Ya había aprendido algunos tips del cobrador. Pedir pasaje un par de minutos después del arribo del pasajero, no abrir la puerta si un policía andaba cerca, exigir a cada momento que la gente se apriete, que “al fondo había sitio”. Cuando se iba con velocidad y la combi estaba llena, no se frenaba en algunos paraderos. A los niños y los ancianos mejor no recogerlos. Y al pasajero que se quedaba dormido, o tenía cara de imbécil, pues se le pedía dos veces el pasaje “por si las moscas”.

Lo que más molestia le generaba a Malena no ocurría precisamente en la combi. Ahí, en cierto modo, se sentía protegida. Era un incómodo paréntesis a la precariedad. Un submarino terrestre que le propiciaba la dosis pequeña de oxígeno que no encontraría en la calle. Su hermano Andrés era duro con ella, pero si alguien le faltaba el respeto, lo bajaba en el acto. Lo peor del día llegaba al final. Cuando había que estirar las piernas y enfrentarse al mundo sin escudo. Por la noche, todos los choferes y cobradores que alquilaban las combis las tenían que devolver en un mismo lugar a la misma hora. Muy cerca de allí había un restaurante muy barato en el que comían, y de vez en cuando, consumían cervezas. En ese escenario estos cautivos del tráfico gastaban lo que conseguían con el sudor de su frente y los malos humores en una típica liturgia a la mediocridad de su existencia. Carcajadas. Bromas que veneraban lo vulgar. Chelas al polo. Generalmente los días de semana Malena y Andrés comían rápido y luego partían, pero los viernes era día de fiesta. Entonces Malena quedaba expuesta.

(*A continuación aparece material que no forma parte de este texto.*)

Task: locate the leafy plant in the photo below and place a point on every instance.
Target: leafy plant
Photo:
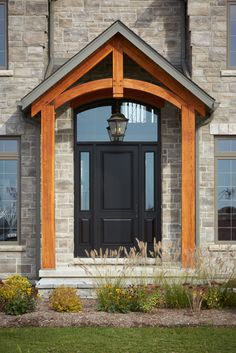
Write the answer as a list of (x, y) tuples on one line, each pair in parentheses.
[(20, 304), (176, 295), (113, 298), (65, 299), (17, 295)]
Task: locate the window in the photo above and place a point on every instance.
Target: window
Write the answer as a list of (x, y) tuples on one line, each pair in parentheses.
[(3, 34), (232, 34), (142, 125), (9, 185), (225, 152)]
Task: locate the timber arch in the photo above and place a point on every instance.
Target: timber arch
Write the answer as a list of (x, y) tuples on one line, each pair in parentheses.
[(61, 88)]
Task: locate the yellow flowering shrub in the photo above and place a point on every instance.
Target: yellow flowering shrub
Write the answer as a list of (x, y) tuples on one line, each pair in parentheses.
[(17, 296), (65, 299), (114, 298)]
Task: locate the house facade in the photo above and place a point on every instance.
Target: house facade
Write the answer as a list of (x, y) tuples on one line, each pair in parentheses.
[(65, 185)]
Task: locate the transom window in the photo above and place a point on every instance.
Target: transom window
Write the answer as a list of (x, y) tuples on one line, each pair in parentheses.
[(9, 179), (232, 34), (3, 34), (142, 124), (225, 154)]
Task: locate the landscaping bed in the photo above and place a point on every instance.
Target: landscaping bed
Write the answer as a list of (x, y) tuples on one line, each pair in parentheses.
[(43, 316)]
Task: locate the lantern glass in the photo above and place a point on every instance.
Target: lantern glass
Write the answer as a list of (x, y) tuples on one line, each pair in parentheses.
[(117, 126)]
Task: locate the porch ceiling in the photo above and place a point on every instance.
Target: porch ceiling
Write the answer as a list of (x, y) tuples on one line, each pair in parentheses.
[(170, 74)]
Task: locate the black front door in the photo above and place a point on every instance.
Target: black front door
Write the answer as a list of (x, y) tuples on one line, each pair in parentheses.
[(118, 188)]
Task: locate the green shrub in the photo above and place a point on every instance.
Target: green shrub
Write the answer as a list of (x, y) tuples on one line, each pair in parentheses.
[(20, 304), (113, 298), (176, 296), (65, 299), (214, 297), (230, 299), (17, 296), (145, 299)]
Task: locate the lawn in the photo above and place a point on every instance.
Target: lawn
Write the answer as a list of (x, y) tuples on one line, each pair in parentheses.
[(118, 340)]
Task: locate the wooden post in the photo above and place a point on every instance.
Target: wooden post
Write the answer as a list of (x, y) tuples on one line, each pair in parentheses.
[(118, 70), (47, 186), (188, 185)]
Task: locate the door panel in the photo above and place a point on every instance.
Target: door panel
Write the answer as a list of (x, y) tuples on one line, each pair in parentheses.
[(123, 195), (116, 179), (117, 195), (117, 231)]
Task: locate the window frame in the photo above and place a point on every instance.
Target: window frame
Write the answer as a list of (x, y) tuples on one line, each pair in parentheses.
[(219, 156), (229, 3), (5, 66), (14, 156)]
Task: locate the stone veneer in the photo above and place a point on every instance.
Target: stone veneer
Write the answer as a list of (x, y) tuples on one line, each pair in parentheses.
[(76, 23), (208, 39), (27, 42), (171, 183)]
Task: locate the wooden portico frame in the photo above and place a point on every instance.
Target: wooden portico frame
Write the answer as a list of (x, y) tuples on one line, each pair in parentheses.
[(64, 90)]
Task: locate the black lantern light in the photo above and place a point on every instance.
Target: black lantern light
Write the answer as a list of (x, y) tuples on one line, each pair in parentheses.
[(117, 126)]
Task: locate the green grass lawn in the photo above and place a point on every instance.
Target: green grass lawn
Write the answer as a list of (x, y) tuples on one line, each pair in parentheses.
[(110, 340)]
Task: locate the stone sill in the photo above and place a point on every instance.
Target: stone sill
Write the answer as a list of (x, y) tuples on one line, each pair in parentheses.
[(222, 247), (6, 73), (12, 248), (228, 73)]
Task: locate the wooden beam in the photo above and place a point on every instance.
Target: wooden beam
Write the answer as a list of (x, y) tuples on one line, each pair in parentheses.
[(71, 78), (158, 91), (89, 98), (160, 75), (77, 91), (47, 187), (140, 97), (188, 185), (117, 68)]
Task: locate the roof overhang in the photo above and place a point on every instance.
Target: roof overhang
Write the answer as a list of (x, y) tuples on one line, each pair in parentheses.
[(118, 28)]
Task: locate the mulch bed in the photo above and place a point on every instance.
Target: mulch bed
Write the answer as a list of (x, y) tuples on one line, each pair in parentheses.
[(46, 317)]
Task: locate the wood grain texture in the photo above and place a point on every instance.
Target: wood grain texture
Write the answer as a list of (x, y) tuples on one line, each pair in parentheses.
[(159, 74), (47, 187), (141, 97), (71, 78), (143, 86), (84, 88), (117, 68), (188, 185)]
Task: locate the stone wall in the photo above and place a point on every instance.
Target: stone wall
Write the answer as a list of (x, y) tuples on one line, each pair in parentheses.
[(27, 41), (76, 23), (208, 39), (158, 22)]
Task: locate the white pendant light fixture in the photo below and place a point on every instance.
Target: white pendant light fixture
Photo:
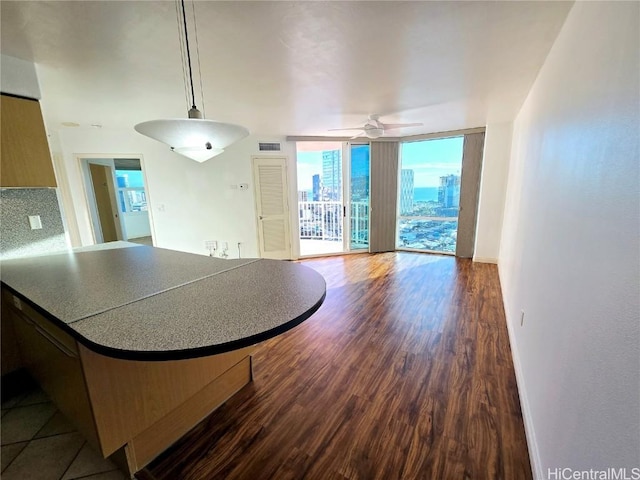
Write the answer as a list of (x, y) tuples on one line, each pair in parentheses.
[(194, 137)]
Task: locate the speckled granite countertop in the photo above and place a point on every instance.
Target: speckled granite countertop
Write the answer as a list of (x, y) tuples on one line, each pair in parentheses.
[(154, 304)]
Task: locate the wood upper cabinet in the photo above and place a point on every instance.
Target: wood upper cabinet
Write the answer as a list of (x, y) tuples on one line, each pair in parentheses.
[(25, 160)]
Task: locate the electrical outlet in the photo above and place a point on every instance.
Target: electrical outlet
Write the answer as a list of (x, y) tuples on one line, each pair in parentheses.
[(17, 303), (34, 222)]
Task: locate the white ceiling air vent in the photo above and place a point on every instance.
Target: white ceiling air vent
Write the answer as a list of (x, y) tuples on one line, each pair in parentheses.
[(268, 147)]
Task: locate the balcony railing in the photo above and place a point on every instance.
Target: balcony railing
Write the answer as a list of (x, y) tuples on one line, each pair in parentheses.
[(322, 220)]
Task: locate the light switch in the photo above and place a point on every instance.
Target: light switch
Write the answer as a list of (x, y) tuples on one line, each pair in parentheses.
[(35, 222)]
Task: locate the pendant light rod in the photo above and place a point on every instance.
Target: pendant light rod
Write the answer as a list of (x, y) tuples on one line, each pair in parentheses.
[(186, 40)]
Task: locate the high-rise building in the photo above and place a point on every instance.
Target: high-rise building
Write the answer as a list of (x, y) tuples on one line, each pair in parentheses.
[(317, 195), (449, 191), (406, 191), (332, 175)]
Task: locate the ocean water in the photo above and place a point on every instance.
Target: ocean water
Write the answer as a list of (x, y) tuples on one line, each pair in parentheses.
[(425, 194)]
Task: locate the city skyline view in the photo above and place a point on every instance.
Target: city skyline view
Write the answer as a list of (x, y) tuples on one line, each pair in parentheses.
[(429, 180)]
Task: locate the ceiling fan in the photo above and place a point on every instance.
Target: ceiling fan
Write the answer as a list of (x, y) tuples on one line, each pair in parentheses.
[(374, 128)]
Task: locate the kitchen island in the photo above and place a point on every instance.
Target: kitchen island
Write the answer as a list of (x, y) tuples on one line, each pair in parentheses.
[(136, 345)]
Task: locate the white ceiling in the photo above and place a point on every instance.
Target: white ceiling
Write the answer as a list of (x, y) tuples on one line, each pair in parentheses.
[(286, 68)]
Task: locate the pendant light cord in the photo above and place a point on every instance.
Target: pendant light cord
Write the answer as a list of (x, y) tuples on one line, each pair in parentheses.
[(186, 39)]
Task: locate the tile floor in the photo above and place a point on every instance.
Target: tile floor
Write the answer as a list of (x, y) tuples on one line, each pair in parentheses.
[(39, 443)]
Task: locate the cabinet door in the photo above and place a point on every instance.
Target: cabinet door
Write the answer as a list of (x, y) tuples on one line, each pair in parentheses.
[(25, 160)]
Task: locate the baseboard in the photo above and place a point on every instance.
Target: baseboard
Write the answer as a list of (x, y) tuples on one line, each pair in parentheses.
[(485, 260), (532, 444)]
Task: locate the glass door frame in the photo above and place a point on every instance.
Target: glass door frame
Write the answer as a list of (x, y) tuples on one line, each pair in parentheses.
[(345, 152), (399, 190), (347, 196)]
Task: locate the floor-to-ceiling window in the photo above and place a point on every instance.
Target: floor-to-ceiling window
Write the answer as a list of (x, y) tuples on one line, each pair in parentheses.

Ese viernes Andrés tomó más de la cuenta, como el resto, y eventualmente tuvo que ir al baño o en búsqueda de cigarros en los puestos de los vendedores ambulantes que rondaban por el lugar. Cuando eso ocurría, los hombres aledaños a su mesa se acercaban a Malena a decirle improperios, y según aumentaba la cebada en sus cerebros, empezaban a tocarla. Malena no encontraba fuerzas para frenarlos. Sólo atinaba a observar a lo lejos y de reojo a su hermano.

“Mamita ¿qué haces por acá tan tarde?”, le decía alguno con un tono de voz por el que Malena sentía asco. Después rozaba sus manos llenas de callos por entre sus muslos. Malena alejaba el cuerpo. Luego llegaba otro. “Flaca, vámonos de acá, te invito unas chelas por mi casa, no te va a pasar nada, mamasita”. Y amagaba con acariciarle la barbilla. Luego explotaban carcajadas hasta que reaparecía Andrés. “Salud flaco”, le decían. “Salud”, respondía él empinando el codo. Cobardía o respeto. Códigos indescifrables.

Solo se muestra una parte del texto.